Reputation: 503
I am trying to reduce the resolution of an image to speed up training. So I used tf.nn.max_pool method to operate on my raw image. I am expecting the resultant image is a blurred one with smaller size, but actually it is not.
My raw image has shape [320, 240, 3], and it looks like:
And after max_pooling, with ksize=[1,2,2,1]
and strides=[1,2,2,1]
it becomes
produced by the following code:
# `img` is an numpy.array with shape [320, 240, 3]
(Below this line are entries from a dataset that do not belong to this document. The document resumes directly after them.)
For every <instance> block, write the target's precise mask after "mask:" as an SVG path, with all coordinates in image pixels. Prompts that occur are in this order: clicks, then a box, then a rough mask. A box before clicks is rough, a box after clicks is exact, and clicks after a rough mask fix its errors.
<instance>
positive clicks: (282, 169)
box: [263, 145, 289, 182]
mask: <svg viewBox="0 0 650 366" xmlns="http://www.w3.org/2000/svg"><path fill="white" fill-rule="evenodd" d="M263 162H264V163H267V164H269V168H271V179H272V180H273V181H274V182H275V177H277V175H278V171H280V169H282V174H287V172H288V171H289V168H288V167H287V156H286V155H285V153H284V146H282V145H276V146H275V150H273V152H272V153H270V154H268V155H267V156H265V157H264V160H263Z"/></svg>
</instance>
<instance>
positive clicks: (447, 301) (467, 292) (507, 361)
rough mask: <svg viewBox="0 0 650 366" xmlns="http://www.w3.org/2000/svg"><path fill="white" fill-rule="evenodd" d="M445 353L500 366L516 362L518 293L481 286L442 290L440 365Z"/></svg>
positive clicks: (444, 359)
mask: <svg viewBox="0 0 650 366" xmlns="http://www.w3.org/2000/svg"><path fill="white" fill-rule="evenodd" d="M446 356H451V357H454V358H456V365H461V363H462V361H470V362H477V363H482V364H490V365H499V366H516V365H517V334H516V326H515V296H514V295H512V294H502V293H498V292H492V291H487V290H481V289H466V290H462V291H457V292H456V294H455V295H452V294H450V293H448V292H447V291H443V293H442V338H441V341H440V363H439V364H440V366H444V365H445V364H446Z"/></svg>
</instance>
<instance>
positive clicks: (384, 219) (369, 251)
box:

# since tf.nn.max_pool only receives tensor with size
# [batch_size, height,width,channel], so I need to reshape
# the image to have a dummy dimension.
img_tensor = tf.placeholder(tf.float32, shape=[1,320,240,3])
pooled = tf.nn.max_pool(img_tensor, ksize=[1,2,2,1], strides=[1,2,2,1],padding='VALID')
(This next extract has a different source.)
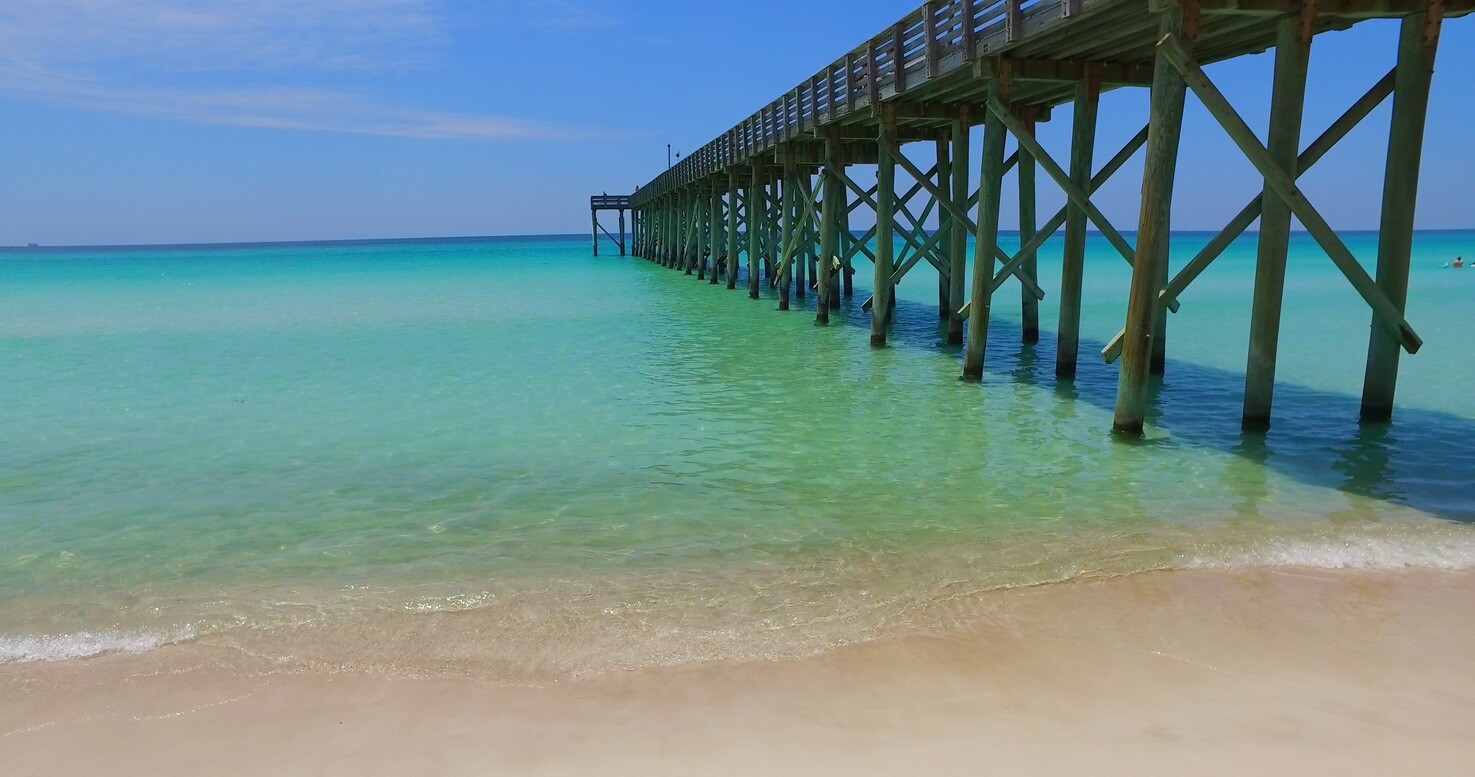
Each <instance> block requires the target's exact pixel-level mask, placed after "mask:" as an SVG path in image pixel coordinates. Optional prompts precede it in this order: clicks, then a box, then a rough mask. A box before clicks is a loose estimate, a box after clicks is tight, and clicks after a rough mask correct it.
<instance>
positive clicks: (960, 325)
mask: <svg viewBox="0 0 1475 777" xmlns="http://www.w3.org/2000/svg"><path fill="white" fill-rule="evenodd" d="M965 22H966V28H968V29H972V24H974V22H972V19H965ZM971 131H972V128H971V127H969V116H968V109H966V108H959V109H957V114H956V115H954V118H953V122H951V143H953V153H951V159H950V162H951V164H953V175H951V178H953V180H951V183H953V203H954V205H957V206H959V208H968V190H969V186H968V136H969V133H971ZM947 217H948V221H950V227H948V229H950V231H948V233H947V267H948V276H947V298H948V305H947V308H948V311H947V342H948V345H962V344H963V316H962V314H960V313H959V311H960V310H963V302H965V296H963V295H965V293H966V292H965V276H966V274H968V270H966V268H968V264H966V262H968V227H965V226H963V224H962V223H960V221H959V220H957V218H956V217H953V215H951V214H950V212H948V214H947Z"/></svg>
pooled_img = pooled.eval(feed_dict={img_tensor: img.reshape([1,320,240,3])})
plt.imshow(np.squeeze(pooled_img, axis=0))
The pooled image has shape [160, 120, 3] which is expected. Its just the transformation behaviour is really confused me. It shouldnt have that "repeated shifting" behaviour, since there is no pixel overlapping computation.
Many thanks in advance.
Upvotes: 1
Views: 283
Reputation: 3159
I think the problem is how your image has been reshaped. This image actually has the shape of [240, 320, 3].
So try to use [1, 240, 320, 3]) instead of [1, 320, 240, 3]). It should work.
Upvotes: 1